The film is about a young Japanese couple with a six-year-old son they adore, who are suddenly told that this boy had been given to them mistakenly at the hospital, which had switched two newborn babies at birth. What to do, then — keep the boy they had grown to love for the past six years, or switch him for the one that was biologically theirs? I figured the plot would raise the kind of topics Ur-Momma has always loved to talk about — nature versus nurture, what makes us who we are, the perfectability of the human heart.

She was good company, even if at 89 she took her time getting in and out of the car or up and down the escalator; she seemed pretty excited to be out at the movies, and to be out with iDaddy and me.

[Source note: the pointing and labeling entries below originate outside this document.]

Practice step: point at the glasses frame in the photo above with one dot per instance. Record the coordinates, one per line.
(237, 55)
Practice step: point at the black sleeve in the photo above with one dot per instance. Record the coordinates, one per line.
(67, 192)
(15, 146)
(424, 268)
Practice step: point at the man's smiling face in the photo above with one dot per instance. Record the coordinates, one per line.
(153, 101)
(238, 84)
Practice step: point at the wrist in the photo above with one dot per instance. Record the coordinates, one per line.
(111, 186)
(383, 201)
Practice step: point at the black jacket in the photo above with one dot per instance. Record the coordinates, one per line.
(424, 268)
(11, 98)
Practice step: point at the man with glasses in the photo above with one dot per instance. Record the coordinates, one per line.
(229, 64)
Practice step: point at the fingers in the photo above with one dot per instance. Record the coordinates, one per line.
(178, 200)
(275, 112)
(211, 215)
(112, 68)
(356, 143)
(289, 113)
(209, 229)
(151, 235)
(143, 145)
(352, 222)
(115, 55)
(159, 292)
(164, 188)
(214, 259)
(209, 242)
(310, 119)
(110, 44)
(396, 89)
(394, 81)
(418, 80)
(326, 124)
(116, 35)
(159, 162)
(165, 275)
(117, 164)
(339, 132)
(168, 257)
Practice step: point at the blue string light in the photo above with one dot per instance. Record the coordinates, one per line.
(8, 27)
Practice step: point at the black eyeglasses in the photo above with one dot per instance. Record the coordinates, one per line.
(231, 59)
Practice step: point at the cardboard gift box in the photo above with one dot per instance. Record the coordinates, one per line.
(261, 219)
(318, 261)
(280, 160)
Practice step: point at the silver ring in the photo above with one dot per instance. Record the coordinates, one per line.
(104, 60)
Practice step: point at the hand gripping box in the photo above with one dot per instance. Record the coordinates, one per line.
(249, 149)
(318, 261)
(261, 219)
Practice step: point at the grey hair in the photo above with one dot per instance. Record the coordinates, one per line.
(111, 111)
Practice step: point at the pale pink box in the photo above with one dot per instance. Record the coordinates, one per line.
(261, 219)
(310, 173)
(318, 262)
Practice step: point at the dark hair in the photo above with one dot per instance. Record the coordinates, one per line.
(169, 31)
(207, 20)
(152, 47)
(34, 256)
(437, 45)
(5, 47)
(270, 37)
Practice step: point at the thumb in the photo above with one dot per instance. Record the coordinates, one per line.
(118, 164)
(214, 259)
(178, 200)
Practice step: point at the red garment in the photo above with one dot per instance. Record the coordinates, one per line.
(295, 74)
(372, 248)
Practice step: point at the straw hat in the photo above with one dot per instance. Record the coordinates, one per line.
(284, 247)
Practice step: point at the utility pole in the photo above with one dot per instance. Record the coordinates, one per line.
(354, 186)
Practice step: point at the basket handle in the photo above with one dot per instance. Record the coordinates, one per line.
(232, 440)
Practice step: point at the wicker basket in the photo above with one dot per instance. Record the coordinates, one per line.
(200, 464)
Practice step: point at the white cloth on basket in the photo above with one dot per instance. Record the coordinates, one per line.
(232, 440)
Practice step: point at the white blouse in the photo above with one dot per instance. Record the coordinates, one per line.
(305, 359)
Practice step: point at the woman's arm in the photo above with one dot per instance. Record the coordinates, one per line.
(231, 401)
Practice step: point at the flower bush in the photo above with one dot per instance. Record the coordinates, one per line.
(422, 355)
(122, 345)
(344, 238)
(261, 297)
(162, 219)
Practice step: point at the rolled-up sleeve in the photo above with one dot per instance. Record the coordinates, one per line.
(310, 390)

But when the lights came up at the end of the film — a film which, by the way, was quite affecting, beautifully acted, and elegantly told — she turned to me and said, “I was lost; I couldn’t follow it at all.”

This is a woman who, feeling hemmed-in by her ordinary working-class immigrant family in Brooklyn, devoured the public library’s copies of Dickens, Tolstoy, and Thomas Wolfe through her teens and twenties; who read the New Yorker cover to cover for as long as I can remember; who always knew what had been in the New York Times that day, and always had a strong opinion about it; who was happiest when she was at an art museum, a Broadway play, or, on a few occasions in her life, traveling with my father in Europe. Now she couldn’t follow the simple chronology of a very simple film.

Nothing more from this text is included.